Respiratory activity evaluation of soil organisms
The respiratory activity of the microorganisms in samples of soil, determined by measuring the biological oxygen demand, has long been related to soil fertility. BPC Blue could be used to follow soil respiration in real-time and compare the microbial activity of standard soils or soils of natural origin. For instance, activity of soil organisms was examined in the breakdown of soil organic matter, as well as using microcrystalline cellulose as a reference sample to evaluate various commercially available sandy-loam soils for biodegradation at temperature 22 ±1 oC. The purpose is to select suitable type of soil for performing biodegedability test according to ISO 17556.

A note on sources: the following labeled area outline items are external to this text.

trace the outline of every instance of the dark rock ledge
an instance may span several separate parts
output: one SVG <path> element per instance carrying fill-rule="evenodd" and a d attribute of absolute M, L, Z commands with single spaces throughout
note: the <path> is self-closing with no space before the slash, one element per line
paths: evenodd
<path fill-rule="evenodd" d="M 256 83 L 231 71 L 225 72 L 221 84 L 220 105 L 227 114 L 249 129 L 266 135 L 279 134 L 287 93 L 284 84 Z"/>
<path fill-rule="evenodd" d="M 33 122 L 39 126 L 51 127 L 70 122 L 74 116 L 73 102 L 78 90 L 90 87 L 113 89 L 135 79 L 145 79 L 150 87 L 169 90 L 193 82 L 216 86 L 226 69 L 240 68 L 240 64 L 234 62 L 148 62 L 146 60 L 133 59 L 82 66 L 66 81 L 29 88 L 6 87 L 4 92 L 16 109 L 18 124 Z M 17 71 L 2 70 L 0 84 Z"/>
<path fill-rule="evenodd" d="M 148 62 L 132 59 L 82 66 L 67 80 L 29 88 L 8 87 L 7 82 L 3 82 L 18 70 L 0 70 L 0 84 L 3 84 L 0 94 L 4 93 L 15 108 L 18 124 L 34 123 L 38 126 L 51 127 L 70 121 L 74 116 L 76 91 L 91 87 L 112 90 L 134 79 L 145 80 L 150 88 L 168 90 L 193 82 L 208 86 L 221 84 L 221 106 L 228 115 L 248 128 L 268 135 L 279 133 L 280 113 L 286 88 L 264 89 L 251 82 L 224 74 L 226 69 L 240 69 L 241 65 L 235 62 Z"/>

The degradation curves illustrate the different kinetics of cellulose biodegradation in the different soils and show that the fastest initial degradation rate and the highest biodegradability were achieved with Soil B. Using Soil C as an example, it is possible to distinguish a lag phase (day 0 to 6), where adaption of the soil inoculum to the cellulose occurs, a degradation phase, in which the microorganisms metabolize the sample, and a plateau phase, in which the biodegradation has ended.
The test is considered valid for all soils investigated except Soil A, as the degree of biodegradation of microcrystalline cellulose reached more than 60% in less than six months and all the blanks are within ±20% of the mean at the end of the test (i.e., the standard deviations are less than ±4% for all blanks).